31 Aralık 2025 tarihine dek satış, kiralama, gelir ortaklığı modeli ve işin gereğine uygun sair hukuki tasarruflar, mülkiyetin gayri ayni hakların tesisi veya işletme hakkının verilmesi yöntemlerinden biri ya da birkaçının birlikte uygulanarak bu taşınmazların özelleştirilmesi tamamlanacak.
Kararda listesi verilen taşınmazların 200 kadarı Gaziantep, Kayseri, İstanbul, Muğla, Ankara ve İzmir sınırları içinde. Anlaşılan o ki, bu illerdeki taşınmazların özelleştirilmesi ile elde edilecek gelire ülkemizin çok acil ihtiyacı var. Tarımsal ve sanayi üretiminden giderek kopan ülke ekonomisini inşaat sektörüyle ayakta tutmayı hedefleyen iktidarın, bu özelleştirmeleri yaparken söz konusu alanların kullanımında halkın ihtiyaçlarını öncelemesi beklenebilir mi? Söz konusu alanlara sermaye yatıracak yerli / yabancı sermaye gruplarının  öncelikleri yatıracakları paranın en kısa zamanda kendilerine geri dönüşü olacaktır. 2002 yılında yerel yönetimleri güçlendireceğini parti programına koyarak halkın desteğini alan iktidarın, geçen 20 yıl içinde nasıl merkezileşmiş bir yönetime dönüştüğünü hep birlikte yaşıyoruz. Yerel yönetimlerin halkın sağlık, spor, eğitim ve yeşil alan gibi ihtiyaçlarını dikkate alarak 1/5000 ve 1/1000 ölçekli imar planlarını yapması hem görevi, hem de sorumluluğudur. Cumhurbaşkanlığı Kararı kapsamında özelleştirilecek olan Güzelbahçe ilçemizdeki 6 adet taşınmaz etrafında lüks villaların bulunduğu Kahramandere mahallesinde yer alıyor. Bu alanları kullanma hakkını şu ya da bu şekilde  alacak olanların yüksek rant elde edeceği gayet açık. Yani merkezi iktidar, bu taşınmazları seçerken hedeflediği maddi karşılığı alacaktır.

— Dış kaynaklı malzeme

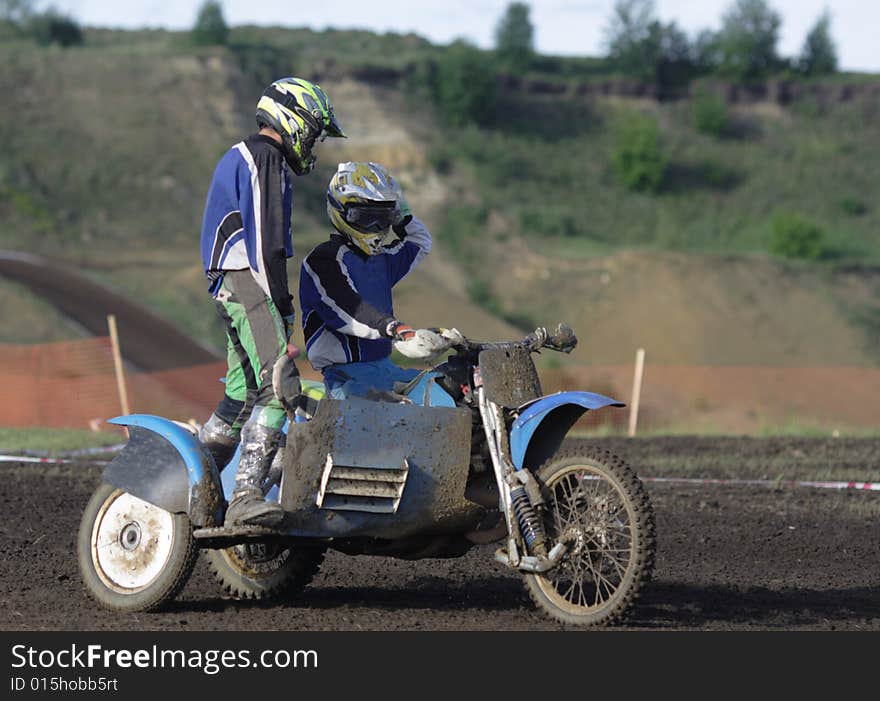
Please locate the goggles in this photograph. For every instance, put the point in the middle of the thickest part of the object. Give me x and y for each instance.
(371, 219)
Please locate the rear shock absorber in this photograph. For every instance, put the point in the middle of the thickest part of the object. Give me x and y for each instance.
(529, 521)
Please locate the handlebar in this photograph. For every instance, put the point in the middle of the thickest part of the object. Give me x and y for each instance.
(562, 340)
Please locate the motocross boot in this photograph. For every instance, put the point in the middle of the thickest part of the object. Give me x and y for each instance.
(219, 439)
(247, 505)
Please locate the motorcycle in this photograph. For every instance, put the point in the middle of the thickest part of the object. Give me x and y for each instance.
(469, 452)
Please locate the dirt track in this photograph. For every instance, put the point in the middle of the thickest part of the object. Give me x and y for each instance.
(729, 557)
(151, 342)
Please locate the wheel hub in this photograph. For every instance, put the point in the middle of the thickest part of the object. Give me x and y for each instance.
(131, 542)
(130, 536)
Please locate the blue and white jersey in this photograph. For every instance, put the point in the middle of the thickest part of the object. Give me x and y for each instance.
(246, 224)
(345, 296)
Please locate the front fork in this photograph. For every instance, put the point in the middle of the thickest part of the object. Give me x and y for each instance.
(519, 497)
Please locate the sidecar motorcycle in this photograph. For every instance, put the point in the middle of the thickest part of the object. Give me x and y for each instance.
(469, 452)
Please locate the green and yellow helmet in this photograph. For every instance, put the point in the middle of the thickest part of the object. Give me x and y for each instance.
(362, 204)
(301, 113)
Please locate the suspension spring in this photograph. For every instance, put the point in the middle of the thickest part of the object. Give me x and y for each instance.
(529, 521)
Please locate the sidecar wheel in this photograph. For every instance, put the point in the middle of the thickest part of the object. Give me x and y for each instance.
(264, 570)
(596, 504)
(133, 555)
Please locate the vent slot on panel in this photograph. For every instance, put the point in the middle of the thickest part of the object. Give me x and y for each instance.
(370, 489)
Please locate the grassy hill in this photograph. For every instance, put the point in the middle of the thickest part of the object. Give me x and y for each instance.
(109, 150)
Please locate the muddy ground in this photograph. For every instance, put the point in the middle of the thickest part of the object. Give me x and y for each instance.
(729, 557)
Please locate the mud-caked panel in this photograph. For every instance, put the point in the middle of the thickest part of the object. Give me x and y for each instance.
(433, 443)
(509, 376)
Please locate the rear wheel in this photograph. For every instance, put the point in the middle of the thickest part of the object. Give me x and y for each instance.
(264, 570)
(133, 555)
(597, 505)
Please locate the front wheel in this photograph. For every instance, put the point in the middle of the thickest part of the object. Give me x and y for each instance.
(596, 505)
(133, 555)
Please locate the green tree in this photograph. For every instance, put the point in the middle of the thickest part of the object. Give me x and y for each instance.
(747, 41)
(640, 46)
(210, 28)
(514, 37)
(795, 236)
(638, 159)
(819, 55)
(465, 85)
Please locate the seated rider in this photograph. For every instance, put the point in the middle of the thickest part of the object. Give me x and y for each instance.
(345, 283)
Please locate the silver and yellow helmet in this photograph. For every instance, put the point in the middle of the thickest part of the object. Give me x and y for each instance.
(362, 204)
(301, 113)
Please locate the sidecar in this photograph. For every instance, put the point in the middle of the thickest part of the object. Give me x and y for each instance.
(360, 476)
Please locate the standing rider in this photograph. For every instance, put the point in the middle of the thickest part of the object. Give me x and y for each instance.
(246, 242)
(345, 283)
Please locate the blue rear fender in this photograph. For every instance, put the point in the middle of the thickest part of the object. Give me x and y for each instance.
(541, 427)
(164, 464)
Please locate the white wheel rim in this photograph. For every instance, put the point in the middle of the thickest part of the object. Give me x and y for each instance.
(131, 542)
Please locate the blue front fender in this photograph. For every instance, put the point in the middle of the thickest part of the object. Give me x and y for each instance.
(554, 415)
(164, 464)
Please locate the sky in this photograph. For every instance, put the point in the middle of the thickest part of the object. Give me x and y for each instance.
(564, 27)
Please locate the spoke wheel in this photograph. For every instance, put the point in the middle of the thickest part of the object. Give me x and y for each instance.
(133, 555)
(599, 508)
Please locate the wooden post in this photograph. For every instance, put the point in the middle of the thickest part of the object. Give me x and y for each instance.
(117, 363)
(637, 391)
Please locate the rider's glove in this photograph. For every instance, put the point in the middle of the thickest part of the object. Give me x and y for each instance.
(423, 344)
(398, 331)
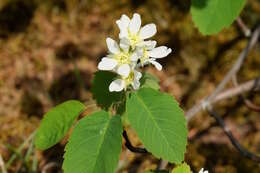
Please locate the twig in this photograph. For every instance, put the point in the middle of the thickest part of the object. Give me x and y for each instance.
(243, 151)
(2, 165)
(131, 147)
(253, 84)
(247, 102)
(243, 27)
(205, 102)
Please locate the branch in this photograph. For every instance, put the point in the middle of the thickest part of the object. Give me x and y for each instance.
(247, 102)
(131, 147)
(2, 165)
(241, 58)
(252, 85)
(243, 151)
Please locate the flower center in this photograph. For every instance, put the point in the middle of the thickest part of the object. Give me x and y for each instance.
(128, 80)
(123, 58)
(145, 56)
(134, 38)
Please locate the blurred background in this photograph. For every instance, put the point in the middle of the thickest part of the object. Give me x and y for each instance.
(49, 51)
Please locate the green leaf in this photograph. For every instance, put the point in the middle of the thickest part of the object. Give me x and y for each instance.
(100, 89)
(211, 16)
(95, 145)
(56, 123)
(183, 168)
(157, 172)
(149, 81)
(159, 123)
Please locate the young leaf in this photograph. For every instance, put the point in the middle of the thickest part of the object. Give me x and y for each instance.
(157, 172)
(183, 168)
(95, 145)
(159, 123)
(56, 123)
(100, 89)
(211, 16)
(149, 81)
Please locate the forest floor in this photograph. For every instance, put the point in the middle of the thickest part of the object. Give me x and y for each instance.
(49, 53)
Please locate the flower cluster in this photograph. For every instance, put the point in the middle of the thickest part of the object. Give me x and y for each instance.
(202, 171)
(132, 52)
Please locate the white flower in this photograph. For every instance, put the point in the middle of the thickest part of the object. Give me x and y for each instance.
(202, 171)
(122, 83)
(149, 53)
(119, 58)
(131, 31)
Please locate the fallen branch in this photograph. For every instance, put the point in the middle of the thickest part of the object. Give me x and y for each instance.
(243, 151)
(208, 100)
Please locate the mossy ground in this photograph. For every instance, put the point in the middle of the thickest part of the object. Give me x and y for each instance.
(49, 51)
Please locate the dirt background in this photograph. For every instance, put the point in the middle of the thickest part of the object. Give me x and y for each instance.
(49, 51)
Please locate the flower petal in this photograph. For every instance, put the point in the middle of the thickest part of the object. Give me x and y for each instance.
(150, 44)
(123, 22)
(134, 57)
(107, 64)
(202, 171)
(117, 85)
(159, 52)
(148, 31)
(157, 65)
(124, 70)
(112, 45)
(136, 84)
(135, 23)
(138, 75)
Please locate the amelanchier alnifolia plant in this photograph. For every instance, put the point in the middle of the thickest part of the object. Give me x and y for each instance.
(133, 52)
(123, 92)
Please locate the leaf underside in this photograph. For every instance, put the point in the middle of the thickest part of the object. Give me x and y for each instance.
(56, 123)
(100, 89)
(95, 145)
(159, 122)
(183, 168)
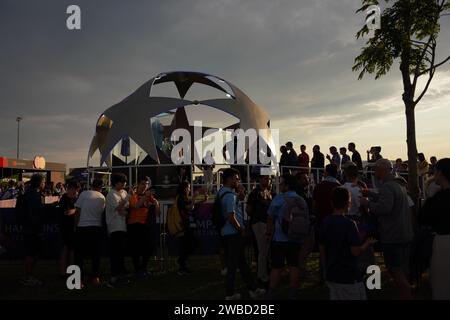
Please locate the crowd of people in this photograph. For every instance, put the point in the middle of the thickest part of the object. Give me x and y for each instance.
(12, 189)
(338, 215)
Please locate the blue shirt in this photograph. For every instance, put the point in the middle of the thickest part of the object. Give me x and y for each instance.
(230, 203)
(276, 212)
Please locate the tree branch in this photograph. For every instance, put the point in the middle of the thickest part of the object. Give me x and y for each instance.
(432, 70)
(433, 53)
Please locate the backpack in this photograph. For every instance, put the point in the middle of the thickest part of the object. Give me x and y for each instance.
(295, 224)
(21, 210)
(217, 216)
(174, 221)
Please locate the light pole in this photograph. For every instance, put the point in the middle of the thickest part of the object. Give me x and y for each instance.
(18, 119)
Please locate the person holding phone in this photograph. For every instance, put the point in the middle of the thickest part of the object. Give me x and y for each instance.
(142, 205)
(67, 224)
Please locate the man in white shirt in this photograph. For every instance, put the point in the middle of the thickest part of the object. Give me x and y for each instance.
(89, 209)
(117, 203)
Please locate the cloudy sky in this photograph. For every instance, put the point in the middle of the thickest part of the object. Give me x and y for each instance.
(292, 57)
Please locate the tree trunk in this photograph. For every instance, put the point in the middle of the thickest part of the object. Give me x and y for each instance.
(413, 179)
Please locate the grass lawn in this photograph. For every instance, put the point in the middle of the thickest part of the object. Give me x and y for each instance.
(205, 283)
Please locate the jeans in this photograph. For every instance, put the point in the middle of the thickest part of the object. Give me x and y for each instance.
(88, 240)
(236, 259)
(259, 229)
(117, 243)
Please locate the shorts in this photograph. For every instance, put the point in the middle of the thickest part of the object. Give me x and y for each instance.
(282, 252)
(396, 256)
(32, 244)
(68, 238)
(340, 291)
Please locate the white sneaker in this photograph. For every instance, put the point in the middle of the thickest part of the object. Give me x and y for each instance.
(257, 293)
(236, 296)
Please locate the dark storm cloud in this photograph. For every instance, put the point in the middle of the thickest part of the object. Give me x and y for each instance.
(292, 57)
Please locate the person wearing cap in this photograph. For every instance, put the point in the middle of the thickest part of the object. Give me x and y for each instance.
(395, 228)
(435, 213)
(143, 208)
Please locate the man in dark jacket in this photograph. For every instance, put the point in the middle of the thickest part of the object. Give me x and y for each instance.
(391, 208)
(31, 210)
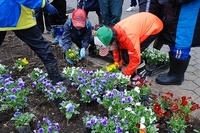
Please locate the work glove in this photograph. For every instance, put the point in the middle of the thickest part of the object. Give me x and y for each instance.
(82, 53)
(140, 73)
(69, 61)
(50, 8)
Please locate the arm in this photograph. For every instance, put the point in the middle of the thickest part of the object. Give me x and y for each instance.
(66, 37)
(86, 35)
(133, 47)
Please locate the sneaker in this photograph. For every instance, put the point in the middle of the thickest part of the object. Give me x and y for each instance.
(130, 9)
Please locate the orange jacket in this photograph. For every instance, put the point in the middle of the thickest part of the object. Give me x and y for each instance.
(131, 32)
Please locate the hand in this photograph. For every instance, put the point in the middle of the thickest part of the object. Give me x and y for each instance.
(82, 53)
(70, 62)
(50, 8)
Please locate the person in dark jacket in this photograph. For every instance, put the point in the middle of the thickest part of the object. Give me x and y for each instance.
(153, 6)
(181, 32)
(20, 20)
(111, 11)
(43, 22)
(78, 30)
(90, 5)
(58, 20)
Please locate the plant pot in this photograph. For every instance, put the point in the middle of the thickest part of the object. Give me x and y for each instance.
(24, 129)
(153, 70)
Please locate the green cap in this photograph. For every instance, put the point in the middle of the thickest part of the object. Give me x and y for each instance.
(105, 34)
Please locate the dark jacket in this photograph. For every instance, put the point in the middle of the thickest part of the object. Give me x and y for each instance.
(88, 5)
(60, 18)
(182, 23)
(71, 33)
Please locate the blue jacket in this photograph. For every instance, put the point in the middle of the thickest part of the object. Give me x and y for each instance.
(70, 31)
(18, 14)
(89, 5)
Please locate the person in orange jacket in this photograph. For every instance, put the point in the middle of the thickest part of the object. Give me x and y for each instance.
(127, 39)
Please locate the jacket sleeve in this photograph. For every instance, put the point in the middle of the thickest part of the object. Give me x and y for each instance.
(133, 49)
(86, 35)
(32, 4)
(177, 2)
(66, 37)
(117, 58)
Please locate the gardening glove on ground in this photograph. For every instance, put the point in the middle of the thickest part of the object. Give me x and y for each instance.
(70, 62)
(82, 53)
(50, 8)
(139, 74)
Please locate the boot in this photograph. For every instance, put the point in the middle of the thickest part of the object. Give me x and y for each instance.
(157, 44)
(100, 21)
(60, 32)
(54, 74)
(175, 76)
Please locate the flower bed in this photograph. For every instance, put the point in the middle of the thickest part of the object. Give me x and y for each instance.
(156, 61)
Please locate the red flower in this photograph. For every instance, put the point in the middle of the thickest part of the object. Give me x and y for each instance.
(157, 108)
(187, 118)
(169, 94)
(174, 108)
(184, 103)
(194, 107)
(168, 113)
(183, 98)
(138, 125)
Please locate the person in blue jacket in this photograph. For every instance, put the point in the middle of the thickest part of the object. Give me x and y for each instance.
(17, 16)
(78, 30)
(181, 32)
(90, 5)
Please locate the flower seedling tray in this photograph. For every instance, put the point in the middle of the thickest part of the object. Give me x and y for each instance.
(153, 70)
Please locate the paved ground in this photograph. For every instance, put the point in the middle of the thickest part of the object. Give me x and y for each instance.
(191, 84)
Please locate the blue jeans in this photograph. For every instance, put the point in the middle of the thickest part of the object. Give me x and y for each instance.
(34, 39)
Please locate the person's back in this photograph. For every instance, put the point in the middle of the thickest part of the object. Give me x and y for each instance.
(18, 15)
(143, 25)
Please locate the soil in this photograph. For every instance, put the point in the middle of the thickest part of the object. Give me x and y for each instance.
(10, 51)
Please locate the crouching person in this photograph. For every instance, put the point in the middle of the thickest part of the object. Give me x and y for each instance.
(77, 30)
(127, 40)
(28, 31)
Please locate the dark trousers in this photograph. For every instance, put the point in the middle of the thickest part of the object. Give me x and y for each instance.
(143, 46)
(33, 37)
(40, 22)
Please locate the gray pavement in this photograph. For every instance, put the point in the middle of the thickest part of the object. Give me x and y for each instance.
(191, 84)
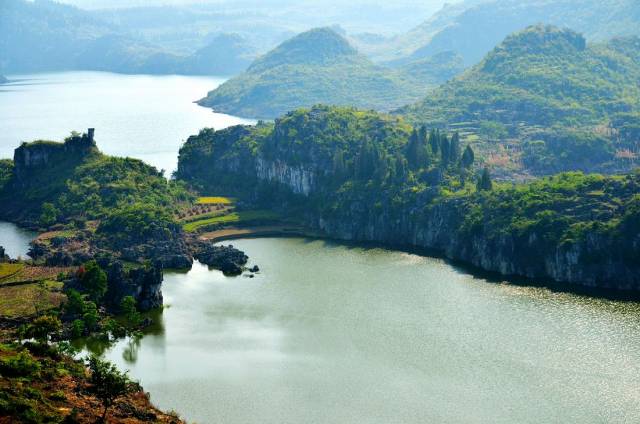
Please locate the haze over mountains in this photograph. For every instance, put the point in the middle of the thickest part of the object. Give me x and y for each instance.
(552, 100)
(223, 37)
(472, 28)
(320, 66)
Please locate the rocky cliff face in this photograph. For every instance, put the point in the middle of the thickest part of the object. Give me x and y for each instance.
(298, 179)
(576, 263)
(439, 229)
(143, 283)
(31, 158)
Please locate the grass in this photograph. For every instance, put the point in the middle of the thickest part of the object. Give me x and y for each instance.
(204, 215)
(232, 218)
(7, 269)
(215, 200)
(26, 300)
(34, 273)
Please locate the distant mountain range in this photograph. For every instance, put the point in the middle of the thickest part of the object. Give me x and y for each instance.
(544, 101)
(473, 27)
(48, 36)
(320, 66)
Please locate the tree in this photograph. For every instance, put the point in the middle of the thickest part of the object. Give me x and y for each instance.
(468, 157)
(484, 182)
(75, 303)
(339, 166)
(107, 383)
(129, 310)
(94, 280)
(400, 168)
(454, 148)
(445, 150)
(434, 141)
(90, 316)
(49, 214)
(413, 150)
(43, 327)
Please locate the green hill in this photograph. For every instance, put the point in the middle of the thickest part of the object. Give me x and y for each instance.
(473, 27)
(318, 66)
(362, 176)
(552, 101)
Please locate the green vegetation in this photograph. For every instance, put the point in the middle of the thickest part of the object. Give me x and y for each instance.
(544, 101)
(132, 202)
(241, 217)
(214, 200)
(93, 279)
(108, 384)
(30, 299)
(561, 211)
(319, 66)
(471, 29)
(366, 176)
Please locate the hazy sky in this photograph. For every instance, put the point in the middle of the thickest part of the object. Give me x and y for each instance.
(434, 4)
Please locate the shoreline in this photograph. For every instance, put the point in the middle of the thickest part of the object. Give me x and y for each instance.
(460, 266)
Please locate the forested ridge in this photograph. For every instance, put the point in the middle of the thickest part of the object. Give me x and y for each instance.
(363, 176)
(320, 66)
(545, 101)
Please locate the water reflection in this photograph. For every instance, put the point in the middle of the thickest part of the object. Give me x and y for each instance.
(344, 334)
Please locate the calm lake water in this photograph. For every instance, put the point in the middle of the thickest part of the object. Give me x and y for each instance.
(141, 116)
(328, 333)
(333, 334)
(15, 240)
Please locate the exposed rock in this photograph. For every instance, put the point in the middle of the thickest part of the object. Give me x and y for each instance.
(143, 283)
(227, 259)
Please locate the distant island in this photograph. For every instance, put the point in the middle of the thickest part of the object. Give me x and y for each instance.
(545, 101)
(362, 176)
(320, 66)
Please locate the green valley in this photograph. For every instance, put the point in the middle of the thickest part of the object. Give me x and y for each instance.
(319, 66)
(545, 101)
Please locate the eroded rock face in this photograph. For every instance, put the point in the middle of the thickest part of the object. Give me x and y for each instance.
(577, 263)
(143, 283)
(297, 178)
(227, 259)
(30, 158)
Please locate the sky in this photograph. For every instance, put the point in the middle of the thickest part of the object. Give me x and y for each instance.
(91, 4)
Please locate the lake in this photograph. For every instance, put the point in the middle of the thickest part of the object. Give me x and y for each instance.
(334, 334)
(327, 333)
(141, 116)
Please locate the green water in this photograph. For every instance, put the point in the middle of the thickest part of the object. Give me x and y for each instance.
(333, 334)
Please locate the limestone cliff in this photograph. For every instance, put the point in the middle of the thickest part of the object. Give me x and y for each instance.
(583, 231)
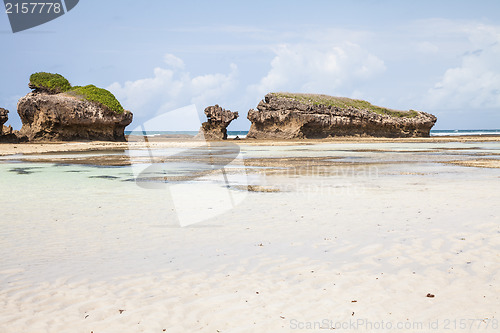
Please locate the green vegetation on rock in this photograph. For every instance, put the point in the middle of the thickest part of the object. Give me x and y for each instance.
(51, 83)
(56, 83)
(344, 102)
(99, 95)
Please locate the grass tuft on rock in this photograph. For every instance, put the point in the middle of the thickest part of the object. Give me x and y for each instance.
(56, 83)
(99, 95)
(48, 82)
(344, 102)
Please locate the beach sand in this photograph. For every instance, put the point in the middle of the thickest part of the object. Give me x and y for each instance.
(356, 235)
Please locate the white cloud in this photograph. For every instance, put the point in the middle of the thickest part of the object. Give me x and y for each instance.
(476, 82)
(169, 89)
(319, 69)
(173, 61)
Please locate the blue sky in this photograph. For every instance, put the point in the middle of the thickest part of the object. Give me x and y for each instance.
(436, 56)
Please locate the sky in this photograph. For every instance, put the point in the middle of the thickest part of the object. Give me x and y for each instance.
(159, 56)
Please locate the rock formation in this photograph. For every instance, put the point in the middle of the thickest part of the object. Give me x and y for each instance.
(4, 116)
(288, 116)
(6, 132)
(217, 121)
(63, 117)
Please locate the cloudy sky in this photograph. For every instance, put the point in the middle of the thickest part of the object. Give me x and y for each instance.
(156, 56)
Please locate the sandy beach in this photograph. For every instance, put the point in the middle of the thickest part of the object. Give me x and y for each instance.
(355, 234)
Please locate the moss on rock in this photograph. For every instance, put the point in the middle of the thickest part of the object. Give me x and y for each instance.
(56, 83)
(344, 102)
(99, 95)
(49, 83)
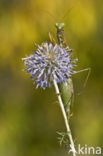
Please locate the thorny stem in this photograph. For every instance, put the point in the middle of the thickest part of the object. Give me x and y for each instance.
(65, 117)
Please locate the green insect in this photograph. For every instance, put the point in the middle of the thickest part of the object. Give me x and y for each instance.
(66, 89)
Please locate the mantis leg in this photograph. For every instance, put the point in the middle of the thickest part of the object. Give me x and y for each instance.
(86, 79)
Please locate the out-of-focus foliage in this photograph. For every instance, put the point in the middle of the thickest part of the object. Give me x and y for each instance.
(30, 117)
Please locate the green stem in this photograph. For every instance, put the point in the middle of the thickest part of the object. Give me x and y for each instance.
(65, 117)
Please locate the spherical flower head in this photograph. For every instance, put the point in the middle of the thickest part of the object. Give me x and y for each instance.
(47, 63)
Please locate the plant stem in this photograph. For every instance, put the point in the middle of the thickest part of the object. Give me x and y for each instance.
(65, 117)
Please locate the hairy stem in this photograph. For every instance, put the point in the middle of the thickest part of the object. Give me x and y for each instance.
(65, 118)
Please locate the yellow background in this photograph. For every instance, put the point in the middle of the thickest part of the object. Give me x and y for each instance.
(29, 117)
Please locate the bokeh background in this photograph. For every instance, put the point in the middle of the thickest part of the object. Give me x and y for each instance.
(29, 117)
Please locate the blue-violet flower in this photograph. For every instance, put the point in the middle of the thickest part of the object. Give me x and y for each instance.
(48, 61)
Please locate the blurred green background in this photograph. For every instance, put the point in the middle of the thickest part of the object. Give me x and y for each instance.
(29, 117)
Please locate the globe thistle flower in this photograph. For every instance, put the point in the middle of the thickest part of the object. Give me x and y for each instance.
(48, 61)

Yerel yönetimlerin elindeki imarla ilgili yetkileri kullanırken halkın beklenti ve ihtiyaçlarını dikkate alması şarttır. Belediyelerin imar planlarını hazırlarken, orada yaşayan tüm insanların ortak aklına ihtiyacı vardır. Mevcut arazilerin sahiplerinin kimler olduğu kadar, o ilçedeki alanları kullanacak olan tüm vatandaşların da bu kararların alınmasında söz sahibi olması için belediye meclisinin ve belediye başkanının iyi işleyen mekanizmalar kurması gerekir. Kentlerin ne yönde gelişeceği konusunda halkın katılımıyla ortaya konacak bir vizyon, buna aykırı tüm uygulamalara karşı en büyük güvencedir. Yukarıda sözünü ettiğimiz kararlara karşı en büyük güvence, yerel iktidarla halkın elele vermesi ve konunun uzmanı şehir plancıları, mimarlar ve çevre mühendislerinin meslek odalarının yol göstericiliğinde hukuki ve toplumsal mücadele vermesi olacaktır. Eğer bu mücadele birlikte verilmezse, önümüzdeki dönemde yeni özelleştirmelerle, yerel yönetimlerin elinin kolunun bağlanacağı ve hepimizin sadece izleyici olacağı bir süreç yaşanır. 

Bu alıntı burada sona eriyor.